When I was considering a title for the front cover of the journal, I settled with ‘The hills are alive, with the sound of outdoor therapy’. Unfortunately, for the next week, I had countless songs from The Sound of Music swirling around my head. Not only that, but during breaks in my day when I take my daily constitution into the local hills of glorious Aberdeenshire, I felt a genuine extra bounce in my step, still serenaded or, by now, haunted, by the musical’s soundtrack.
It's been wonderful to get out and about a bit more since the ravages of COVID restrictions sent us into our lockdown burrows. Indeed, a bit of fresh air was one of the few tolerated freedoms. Being stuck indoors during these lockdowns really made me realise how important the great outdoors is. It’s fundamental to our body, mind and soul.
I’ve long been an enthusiast of therapy outdoors and am pleased to hear colleges and universities starting to pick up on this. There’s something quite different with a walk-and-talk where, rather than facing a client directly, the side-by-side companionship allows for a different way of communicating and expressing, while using the landscape as a backdrop smorgasbord. This isn’t limited to the FE and HE sector. Albeit not therapy, many organisations during COVID engaged with walk-and-talk meetings, and even though we’re out of the COVID strangle-hold, these continue with great enthusiasm.
I’m delighted to introduce Heidi Shingler, from the University of the Highlands and Islands (UHI), in Fort William. Heidi, a lecturer and researcher in outdoor and adventure therapy, and also a counsellor, maps out the evolutionary path of adventure therapy and provides some insightful considerations for therapists interested in embarking on this form of therapy in Exploring the therapeutic adventure.
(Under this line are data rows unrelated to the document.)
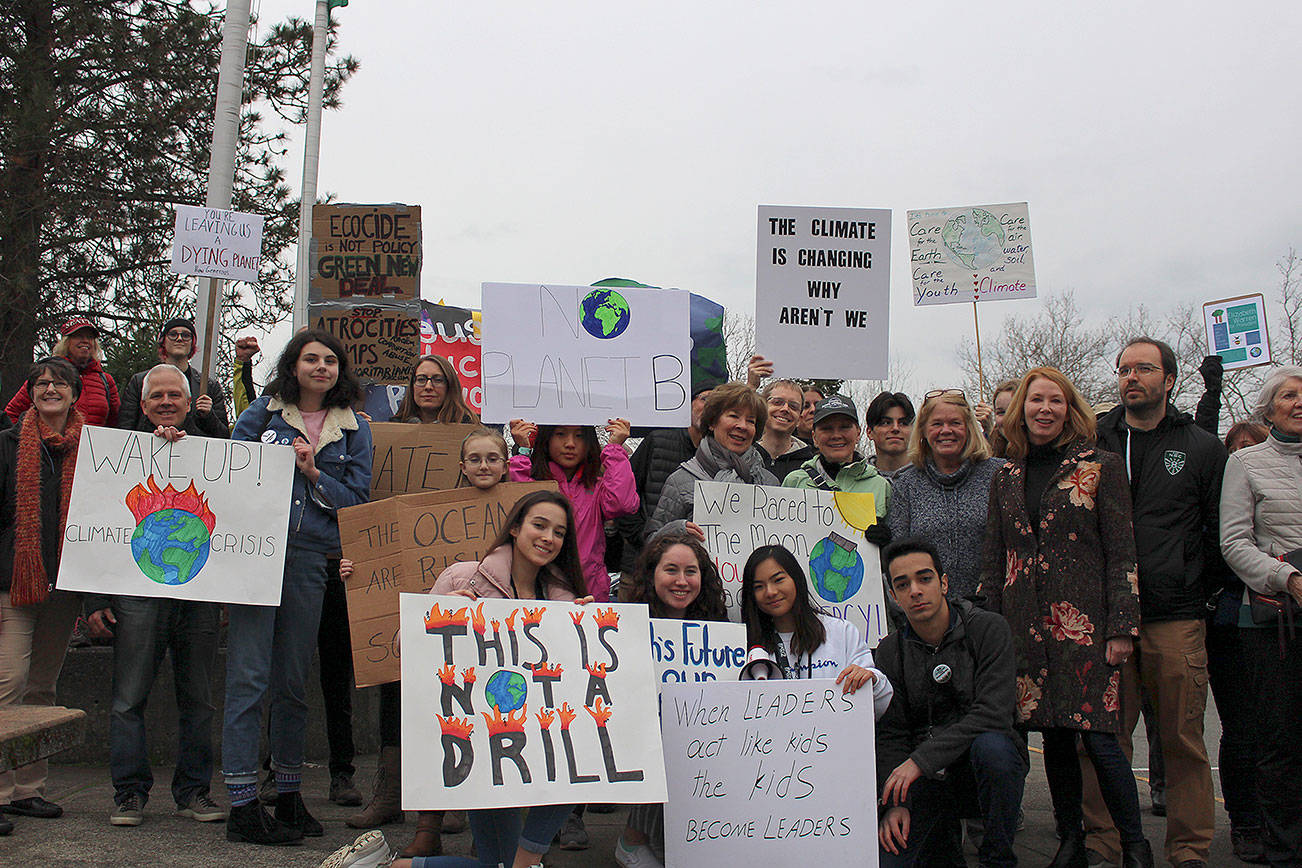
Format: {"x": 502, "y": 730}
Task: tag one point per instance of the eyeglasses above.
{"x": 1143, "y": 368}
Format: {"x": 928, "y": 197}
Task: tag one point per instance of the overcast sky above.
{"x": 1158, "y": 143}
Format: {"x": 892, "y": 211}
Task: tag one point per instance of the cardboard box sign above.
{"x": 401, "y": 544}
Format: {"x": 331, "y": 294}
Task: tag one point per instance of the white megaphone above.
{"x": 761, "y": 665}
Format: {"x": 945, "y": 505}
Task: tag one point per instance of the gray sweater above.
{"x": 949, "y": 512}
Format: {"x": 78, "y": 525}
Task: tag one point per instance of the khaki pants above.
{"x": 33, "y": 646}
{"x": 1172, "y": 666}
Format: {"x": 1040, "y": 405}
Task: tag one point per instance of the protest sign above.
{"x": 193, "y": 519}
{"x": 582, "y": 354}
{"x": 402, "y": 544}
{"x": 823, "y": 530}
{"x": 823, "y": 292}
{"x": 412, "y": 458}
{"x": 697, "y": 650}
{"x": 971, "y": 254}
{"x": 1236, "y": 331}
{"x": 366, "y": 251}
{"x": 380, "y": 341}
{"x": 214, "y": 242}
{"x": 768, "y": 773}
{"x": 512, "y": 703}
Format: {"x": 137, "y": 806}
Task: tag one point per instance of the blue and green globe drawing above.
{"x": 973, "y": 238}
{"x": 505, "y": 690}
{"x": 836, "y": 571}
{"x": 604, "y": 314}
{"x": 171, "y": 545}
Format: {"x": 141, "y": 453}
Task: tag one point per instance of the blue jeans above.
{"x": 987, "y": 782}
{"x": 147, "y": 629}
{"x": 499, "y": 833}
{"x": 270, "y": 651}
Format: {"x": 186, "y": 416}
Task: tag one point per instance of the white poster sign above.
{"x": 1236, "y": 331}
{"x": 193, "y": 519}
{"x": 823, "y": 530}
{"x": 823, "y": 292}
{"x": 770, "y": 773}
{"x": 214, "y": 242}
{"x": 971, "y": 254}
{"x": 586, "y": 354}
{"x": 511, "y": 703}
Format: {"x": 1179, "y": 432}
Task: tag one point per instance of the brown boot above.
{"x": 387, "y": 802}
{"x": 429, "y": 840}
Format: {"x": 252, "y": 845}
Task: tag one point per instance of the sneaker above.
{"x": 573, "y": 836}
{"x": 369, "y": 850}
{"x": 343, "y": 790}
{"x": 637, "y": 856}
{"x": 129, "y": 812}
{"x": 202, "y": 808}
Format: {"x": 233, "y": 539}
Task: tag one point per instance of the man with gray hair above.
{"x": 143, "y": 630}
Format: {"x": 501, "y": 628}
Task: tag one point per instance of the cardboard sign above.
{"x": 514, "y": 703}
{"x": 586, "y": 354}
{"x": 823, "y": 292}
{"x": 412, "y": 458}
{"x": 193, "y": 519}
{"x": 214, "y": 242}
{"x": 823, "y": 530}
{"x": 768, "y": 773}
{"x": 380, "y": 342}
{"x": 366, "y": 251}
{"x": 1236, "y": 331}
{"x": 971, "y": 254}
{"x": 402, "y": 544}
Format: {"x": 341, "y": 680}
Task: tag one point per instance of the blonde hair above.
{"x": 1080, "y": 423}
{"x": 919, "y": 450}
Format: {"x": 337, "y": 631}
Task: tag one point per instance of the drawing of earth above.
{"x": 973, "y": 238}
{"x": 603, "y": 314}
{"x": 837, "y": 573}
{"x": 505, "y": 690}
{"x": 171, "y": 545}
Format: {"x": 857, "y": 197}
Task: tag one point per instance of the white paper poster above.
{"x": 586, "y": 354}
{"x": 1236, "y": 331}
{"x": 193, "y": 519}
{"x": 511, "y": 703}
{"x": 823, "y": 530}
{"x": 971, "y": 254}
{"x": 823, "y": 292}
{"x": 770, "y": 773}
{"x": 214, "y": 242}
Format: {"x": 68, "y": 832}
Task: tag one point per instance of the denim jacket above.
{"x": 343, "y": 457}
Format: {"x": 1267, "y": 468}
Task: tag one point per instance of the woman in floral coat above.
{"x": 1060, "y": 565}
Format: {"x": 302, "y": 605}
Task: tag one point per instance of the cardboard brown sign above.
{"x": 400, "y": 545}
{"x": 413, "y": 458}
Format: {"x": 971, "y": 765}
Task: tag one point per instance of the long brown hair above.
{"x": 1078, "y": 427}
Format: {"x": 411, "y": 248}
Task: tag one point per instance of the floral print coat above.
{"x": 1066, "y": 588}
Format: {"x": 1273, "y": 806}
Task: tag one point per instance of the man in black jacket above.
{"x": 1175, "y": 470}
{"x": 945, "y": 746}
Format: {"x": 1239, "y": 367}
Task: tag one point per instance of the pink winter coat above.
{"x": 615, "y": 495}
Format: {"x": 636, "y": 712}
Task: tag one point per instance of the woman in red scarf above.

A welcome back to Sue Dale, coincidentally also from UHI, but this time from its Inverness campus. Sue shares a therapeutic experience with a client who had been struggling with a past trauma in Working with trauma. By tapping into the power of imagery, the client was able to articulate in a way that words could not.
Grateful thanks also to Jane Darougar. Many of our international students studying in the UK have come from countries experiencing armed conflict. Jane reflects on the work at her college to support these students, including those from Ukraine and Russia, in Accidentally displaced.
And finally, I offer my appreciation also to Ruth Whittle, who shares with us her ongoing research into student learning in Student and staff narratives on learning and teaching. People come to college and university to be educated and, hopefully, pick up some qualifications along the way. But the act of learning doesn’t come easily to everyone. The struggles may invariably involve trigger visits to student support and counselling services. It’s helpful, from our side, to understand how learning impacts the overall student experience.
This issue taps into the power of the outdoors, the power of imagery, the power of the therapeutic community and the power of learning.
The meaningful work we do collectively unleashes a lot of power.